When I was a kid, I don’t think I knew what MSG was, so this reasoning would have been lost on me.
When I was a kid the racist “MSG in Chinese food” panic was happening. I knew about Chinese salt when I started cooking around 6 or 7
Having a reaction to a food additive is not racist. You are parroting the bots spread forth by a $7B industry. MSG reaction is real. Do we call people who get food allergies racist?
Yet, everyone I know that had so called reactions to MSG in Chinese food could eat Pizza Hut and McDonald’s which both use MSG and they never had a ‘reaction.’
They also haven’t complained about MSG since the late '80s. There may be some people that have an actual allergy to MSG, but I have yet to meet one, and I have a much higher sampling of people to pull from than most.
There is a chemical in your brain called dopamine which is an important part of how we feel pleasure. Use of recreational drugs and alcohol causes a rush of this chemical and that is part of the pleasure we feel from using them. The problem is that regular use of such chemicals causes us to have lower levels of dopamine when we are not using them. We end up feeling a desire for the drug or booze to get our dopamine levels back up.
Diets high in sugar, salt, and carbs also causes a dopamine rush. When you eat that food regularly, it lowers your normal dopamine levels, just like drugs and alcohol do, if not to the same level. That is why you feel that craving. Eating such food occasionally is fine, but if you do it to often, you can literally get an addiction to it.
Edit to add -
You mentioned that fast foods are low quality and bad for you. That is true, but but only in high quantities. Fats and sugars were high value foods to our ancient ancestors. Fats are very high source of energy. You get more than twice the energy from a gram of fat than you get from a gram of carbohydrates or protein. Sugars are easily digested making them a source of quick energy compared to other carbs, fats, or proteins. Eating these kinds of foods gave us a survival advantage over those who didn’t, at least until we learned the agricultural skills to make them easy to acquire. Now, many or most people can get such foods any time they want and though they no longer give us an advantage, and eating a lot of them is actually harmful in the long run, those ancient taste preferences still remain in our evolved programing.
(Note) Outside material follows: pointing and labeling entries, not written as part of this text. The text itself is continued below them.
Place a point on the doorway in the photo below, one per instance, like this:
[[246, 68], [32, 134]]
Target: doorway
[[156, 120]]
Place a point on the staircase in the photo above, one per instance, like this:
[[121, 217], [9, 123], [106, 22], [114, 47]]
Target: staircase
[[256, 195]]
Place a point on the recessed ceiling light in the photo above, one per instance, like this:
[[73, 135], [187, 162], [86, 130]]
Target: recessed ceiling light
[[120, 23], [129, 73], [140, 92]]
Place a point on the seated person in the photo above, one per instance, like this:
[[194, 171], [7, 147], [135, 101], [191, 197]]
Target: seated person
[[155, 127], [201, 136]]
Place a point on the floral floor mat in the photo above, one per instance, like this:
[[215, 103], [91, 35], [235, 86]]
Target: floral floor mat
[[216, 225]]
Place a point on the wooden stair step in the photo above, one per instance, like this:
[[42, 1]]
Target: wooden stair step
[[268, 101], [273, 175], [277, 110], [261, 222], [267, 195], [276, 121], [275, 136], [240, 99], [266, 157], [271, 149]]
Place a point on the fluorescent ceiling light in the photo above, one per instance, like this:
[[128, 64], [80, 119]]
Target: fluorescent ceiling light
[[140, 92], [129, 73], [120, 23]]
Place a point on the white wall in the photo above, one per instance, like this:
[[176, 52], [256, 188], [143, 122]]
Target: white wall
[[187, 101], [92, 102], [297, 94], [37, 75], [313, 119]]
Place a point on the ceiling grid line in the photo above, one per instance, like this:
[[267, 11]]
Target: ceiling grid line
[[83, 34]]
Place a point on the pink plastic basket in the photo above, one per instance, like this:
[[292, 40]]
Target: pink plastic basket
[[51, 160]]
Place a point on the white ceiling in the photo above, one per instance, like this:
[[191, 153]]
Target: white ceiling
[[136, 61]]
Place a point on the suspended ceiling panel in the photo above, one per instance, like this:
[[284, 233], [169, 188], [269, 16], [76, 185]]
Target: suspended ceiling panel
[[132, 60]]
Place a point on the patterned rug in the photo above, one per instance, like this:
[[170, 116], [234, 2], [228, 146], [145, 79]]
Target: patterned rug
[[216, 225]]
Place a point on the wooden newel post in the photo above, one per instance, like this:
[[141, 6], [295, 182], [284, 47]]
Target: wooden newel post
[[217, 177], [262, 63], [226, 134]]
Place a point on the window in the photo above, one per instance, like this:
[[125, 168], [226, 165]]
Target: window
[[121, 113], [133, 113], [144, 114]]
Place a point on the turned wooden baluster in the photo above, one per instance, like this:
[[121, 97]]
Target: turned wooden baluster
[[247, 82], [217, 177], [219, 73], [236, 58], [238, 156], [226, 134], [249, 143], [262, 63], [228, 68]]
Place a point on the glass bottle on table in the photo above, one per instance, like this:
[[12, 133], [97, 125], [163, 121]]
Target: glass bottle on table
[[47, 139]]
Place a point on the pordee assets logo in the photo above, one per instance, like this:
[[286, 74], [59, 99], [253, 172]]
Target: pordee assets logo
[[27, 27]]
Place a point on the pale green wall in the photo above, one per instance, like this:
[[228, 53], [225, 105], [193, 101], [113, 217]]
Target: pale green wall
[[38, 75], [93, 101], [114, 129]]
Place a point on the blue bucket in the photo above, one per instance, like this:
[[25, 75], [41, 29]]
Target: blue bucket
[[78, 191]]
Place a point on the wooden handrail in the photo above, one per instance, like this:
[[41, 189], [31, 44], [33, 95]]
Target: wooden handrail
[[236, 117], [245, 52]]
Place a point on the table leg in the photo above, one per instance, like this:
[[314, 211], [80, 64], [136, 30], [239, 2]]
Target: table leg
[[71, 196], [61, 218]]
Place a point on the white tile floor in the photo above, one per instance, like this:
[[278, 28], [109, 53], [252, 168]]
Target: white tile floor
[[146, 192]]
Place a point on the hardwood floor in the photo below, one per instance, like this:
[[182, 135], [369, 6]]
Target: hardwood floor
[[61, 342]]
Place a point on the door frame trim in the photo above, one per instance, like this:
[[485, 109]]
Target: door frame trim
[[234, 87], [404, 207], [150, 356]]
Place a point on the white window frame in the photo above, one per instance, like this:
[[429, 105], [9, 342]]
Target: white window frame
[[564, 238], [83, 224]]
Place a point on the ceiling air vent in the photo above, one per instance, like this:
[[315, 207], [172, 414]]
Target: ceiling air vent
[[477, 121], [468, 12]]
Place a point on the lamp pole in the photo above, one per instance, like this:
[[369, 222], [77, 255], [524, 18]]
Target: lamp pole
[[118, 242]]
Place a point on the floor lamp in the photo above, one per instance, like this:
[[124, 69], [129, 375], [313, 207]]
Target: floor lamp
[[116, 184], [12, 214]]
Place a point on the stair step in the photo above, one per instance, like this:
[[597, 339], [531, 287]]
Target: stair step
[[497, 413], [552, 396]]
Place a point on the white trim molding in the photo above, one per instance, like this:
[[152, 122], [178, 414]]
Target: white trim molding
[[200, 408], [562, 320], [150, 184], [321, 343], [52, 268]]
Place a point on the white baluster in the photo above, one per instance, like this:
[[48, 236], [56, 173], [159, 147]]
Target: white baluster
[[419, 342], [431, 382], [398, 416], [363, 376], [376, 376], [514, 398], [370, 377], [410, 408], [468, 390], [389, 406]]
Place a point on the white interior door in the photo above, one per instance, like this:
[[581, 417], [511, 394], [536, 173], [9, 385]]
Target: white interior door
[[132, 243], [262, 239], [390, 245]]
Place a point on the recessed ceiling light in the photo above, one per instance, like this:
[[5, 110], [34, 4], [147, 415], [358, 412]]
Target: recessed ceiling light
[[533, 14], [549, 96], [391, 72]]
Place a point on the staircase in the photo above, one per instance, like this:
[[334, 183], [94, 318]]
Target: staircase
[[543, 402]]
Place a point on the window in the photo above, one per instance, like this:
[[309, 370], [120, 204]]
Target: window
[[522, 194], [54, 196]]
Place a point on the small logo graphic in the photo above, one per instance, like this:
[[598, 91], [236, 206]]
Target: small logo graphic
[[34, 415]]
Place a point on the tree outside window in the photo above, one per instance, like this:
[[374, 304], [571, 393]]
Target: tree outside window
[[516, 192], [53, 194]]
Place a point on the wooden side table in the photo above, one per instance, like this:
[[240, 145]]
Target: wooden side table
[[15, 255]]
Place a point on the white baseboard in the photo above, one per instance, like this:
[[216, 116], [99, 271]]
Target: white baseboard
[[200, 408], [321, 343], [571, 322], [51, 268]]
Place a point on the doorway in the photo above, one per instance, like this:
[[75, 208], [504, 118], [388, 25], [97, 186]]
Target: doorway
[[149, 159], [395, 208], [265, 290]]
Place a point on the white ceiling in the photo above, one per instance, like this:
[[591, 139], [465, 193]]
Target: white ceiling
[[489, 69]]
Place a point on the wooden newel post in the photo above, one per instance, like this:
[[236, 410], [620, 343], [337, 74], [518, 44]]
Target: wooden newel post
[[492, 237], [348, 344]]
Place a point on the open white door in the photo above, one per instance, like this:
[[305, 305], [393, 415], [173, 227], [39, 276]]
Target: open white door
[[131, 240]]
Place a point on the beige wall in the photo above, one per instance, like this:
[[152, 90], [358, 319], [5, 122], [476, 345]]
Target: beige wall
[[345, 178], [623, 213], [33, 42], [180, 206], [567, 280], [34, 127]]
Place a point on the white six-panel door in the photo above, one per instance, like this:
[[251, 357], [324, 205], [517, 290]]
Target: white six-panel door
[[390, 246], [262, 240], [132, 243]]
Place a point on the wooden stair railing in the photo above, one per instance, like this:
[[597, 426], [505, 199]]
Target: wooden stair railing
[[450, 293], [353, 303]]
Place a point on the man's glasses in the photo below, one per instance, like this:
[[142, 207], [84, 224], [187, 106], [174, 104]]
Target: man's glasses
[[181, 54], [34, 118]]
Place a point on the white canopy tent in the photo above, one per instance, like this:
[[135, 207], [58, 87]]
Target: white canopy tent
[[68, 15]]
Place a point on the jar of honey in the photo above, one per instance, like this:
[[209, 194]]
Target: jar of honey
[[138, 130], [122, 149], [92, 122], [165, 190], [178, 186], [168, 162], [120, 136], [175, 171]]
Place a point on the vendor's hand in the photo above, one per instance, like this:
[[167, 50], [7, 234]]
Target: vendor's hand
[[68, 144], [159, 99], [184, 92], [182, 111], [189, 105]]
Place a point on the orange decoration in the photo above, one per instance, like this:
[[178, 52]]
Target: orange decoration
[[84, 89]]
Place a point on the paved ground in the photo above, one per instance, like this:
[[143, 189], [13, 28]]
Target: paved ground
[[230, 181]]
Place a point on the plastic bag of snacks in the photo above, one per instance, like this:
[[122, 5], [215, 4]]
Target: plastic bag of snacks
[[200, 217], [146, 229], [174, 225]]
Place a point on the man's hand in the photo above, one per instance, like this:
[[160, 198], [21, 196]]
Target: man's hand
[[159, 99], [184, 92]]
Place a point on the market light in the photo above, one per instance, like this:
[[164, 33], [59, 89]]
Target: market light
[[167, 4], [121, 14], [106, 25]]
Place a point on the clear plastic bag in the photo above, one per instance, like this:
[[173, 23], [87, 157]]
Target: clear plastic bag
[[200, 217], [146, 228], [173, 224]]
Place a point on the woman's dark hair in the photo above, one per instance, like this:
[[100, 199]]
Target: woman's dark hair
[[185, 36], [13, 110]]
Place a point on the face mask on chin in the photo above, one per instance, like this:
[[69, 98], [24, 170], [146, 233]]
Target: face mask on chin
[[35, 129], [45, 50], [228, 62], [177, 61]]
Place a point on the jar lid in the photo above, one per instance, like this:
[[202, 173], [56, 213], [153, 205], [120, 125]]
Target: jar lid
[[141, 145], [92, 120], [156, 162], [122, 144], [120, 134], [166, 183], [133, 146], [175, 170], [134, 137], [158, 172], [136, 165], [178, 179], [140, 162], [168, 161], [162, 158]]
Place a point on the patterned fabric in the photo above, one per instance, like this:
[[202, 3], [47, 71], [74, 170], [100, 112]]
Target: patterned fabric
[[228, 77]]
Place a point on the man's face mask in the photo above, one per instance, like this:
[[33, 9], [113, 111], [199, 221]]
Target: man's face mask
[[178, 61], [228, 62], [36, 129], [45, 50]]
Overactivate dopamine receptors and the receptors shut down, like all receptors. Lack of dopamine signalling is Parkinson’s disease.
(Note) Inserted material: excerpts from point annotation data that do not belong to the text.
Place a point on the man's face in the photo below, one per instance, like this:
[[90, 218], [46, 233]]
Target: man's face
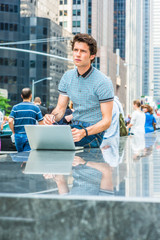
[[81, 55]]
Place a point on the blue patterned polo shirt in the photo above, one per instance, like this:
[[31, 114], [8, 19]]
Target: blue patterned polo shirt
[[25, 113], [87, 92]]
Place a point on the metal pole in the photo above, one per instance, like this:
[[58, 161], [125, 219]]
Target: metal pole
[[32, 90]]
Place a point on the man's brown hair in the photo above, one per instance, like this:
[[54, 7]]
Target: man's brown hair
[[137, 103], [26, 93], [149, 108], [88, 39]]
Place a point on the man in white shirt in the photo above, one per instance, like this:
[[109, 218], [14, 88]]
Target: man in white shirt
[[137, 120]]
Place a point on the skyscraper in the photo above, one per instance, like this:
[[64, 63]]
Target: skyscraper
[[120, 26], [155, 48]]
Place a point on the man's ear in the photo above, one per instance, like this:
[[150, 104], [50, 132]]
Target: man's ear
[[92, 57]]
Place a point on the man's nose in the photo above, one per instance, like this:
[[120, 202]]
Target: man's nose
[[78, 52]]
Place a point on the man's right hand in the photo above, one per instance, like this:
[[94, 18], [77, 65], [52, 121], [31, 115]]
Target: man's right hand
[[49, 119]]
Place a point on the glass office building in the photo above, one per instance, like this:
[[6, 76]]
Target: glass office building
[[119, 26]]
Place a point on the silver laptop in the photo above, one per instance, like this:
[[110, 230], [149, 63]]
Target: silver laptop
[[54, 162], [50, 137]]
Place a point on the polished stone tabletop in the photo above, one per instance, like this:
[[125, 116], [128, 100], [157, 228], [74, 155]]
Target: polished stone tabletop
[[126, 167]]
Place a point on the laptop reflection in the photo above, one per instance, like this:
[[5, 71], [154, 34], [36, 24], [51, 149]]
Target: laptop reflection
[[49, 162]]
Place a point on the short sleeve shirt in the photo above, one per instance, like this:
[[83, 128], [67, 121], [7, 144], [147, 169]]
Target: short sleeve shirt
[[25, 113], [87, 93], [138, 122]]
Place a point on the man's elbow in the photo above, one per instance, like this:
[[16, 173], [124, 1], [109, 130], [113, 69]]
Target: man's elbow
[[107, 123]]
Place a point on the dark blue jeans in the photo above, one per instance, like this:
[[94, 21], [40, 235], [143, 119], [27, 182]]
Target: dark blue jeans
[[92, 141], [21, 142]]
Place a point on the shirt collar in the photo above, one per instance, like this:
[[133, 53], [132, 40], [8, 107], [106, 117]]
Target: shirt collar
[[87, 73]]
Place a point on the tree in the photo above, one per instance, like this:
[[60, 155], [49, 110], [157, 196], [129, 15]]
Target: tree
[[4, 105]]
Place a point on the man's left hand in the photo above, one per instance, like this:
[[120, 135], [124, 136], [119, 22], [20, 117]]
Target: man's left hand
[[78, 134]]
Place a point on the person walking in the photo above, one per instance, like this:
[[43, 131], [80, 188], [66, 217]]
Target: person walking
[[37, 101], [150, 122], [24, 113], [137, 119], [90, 91]]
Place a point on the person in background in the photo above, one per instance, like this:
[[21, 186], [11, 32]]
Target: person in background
[[5, 122], [150, 123], [91, 93], [24, 113], [137, 119], [114, 129], [37, 101]]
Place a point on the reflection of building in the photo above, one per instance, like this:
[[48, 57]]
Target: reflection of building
[[119, 26], [18, 69], [96, 18]]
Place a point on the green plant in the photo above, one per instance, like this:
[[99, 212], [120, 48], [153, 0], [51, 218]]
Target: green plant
[[4, 105]]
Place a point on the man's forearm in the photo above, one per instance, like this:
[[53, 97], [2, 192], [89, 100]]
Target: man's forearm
[[98, 127], [58, 113], [11, 127]]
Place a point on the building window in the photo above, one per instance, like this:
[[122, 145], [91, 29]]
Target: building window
[[78, 12], [45, 31], [65, 24], [6, 26], [6, 8], [11, 8], [15, 27], [1, 26], [76, 23], [15, 8], [44, 47], [2, 7], [44, 64], [65, 12], [11, 27], [33, 30], [74, 13], [32, 64]]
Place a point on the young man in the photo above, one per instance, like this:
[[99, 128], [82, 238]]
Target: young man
[[37, 101], [91, 93], [137, 120], [23, 114]]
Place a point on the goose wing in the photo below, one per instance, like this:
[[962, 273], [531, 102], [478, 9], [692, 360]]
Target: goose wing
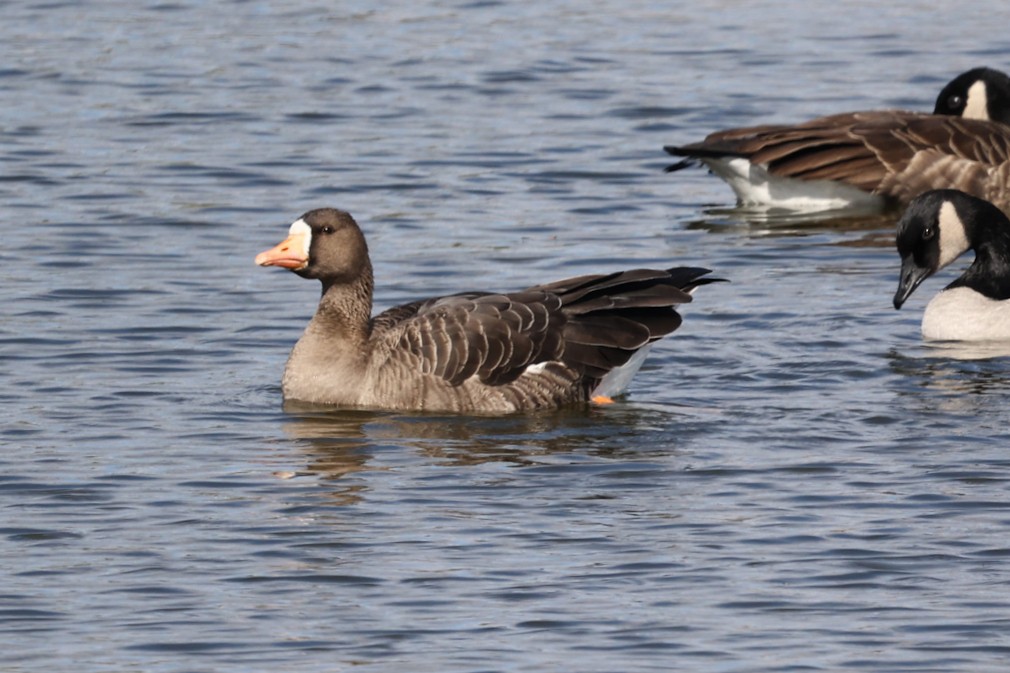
[[493, 337]]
Therefore, the cure for fast food addiction is recreational drugs and alcohol!
RFK, is that you?
Because fat and sugar are drugs. People don’t usually think of them like drugs, because of the widely accepted, but very wrong, attitude that only illegal substances can be drugs. Sugar, fat, caffeine, alcohol or tobacco are all drugs. They all trigger a desirable chemical reaction in your brain, and all have addictive potential. At least 2 or 3 of them are also significantly more harmful to you than several types of actually illegal drugs.
And in general, though perhaps most strongly for drugs, many people suffer from the cognitive bias of “illegal=bad & legal=good. Automatically and by default”
I get the spirit of what you’re saying, they’re all habit forming, but fat and sugar (IE: carbohydrates) are macronutrients our bodies need to survive. Obviously they’re not needed in the quantities that are available to us in modern society, but our biological desire to seek out high calorie foods is a survival mechanism rather than what happens with other habit forming substances like tobacco.
I don’t mean to nitpick here but I feel like that distinction is important because saying “sugar and fat bad” without a little nuance can miss lead folks that aren’t properly educated on nutrition, which in my experience is a large portion of my fellow Americans.
Edit: just wanted to add here that there’s another comment by someone else who more or less states the same thing, but makes that distinction and I have no problem with it.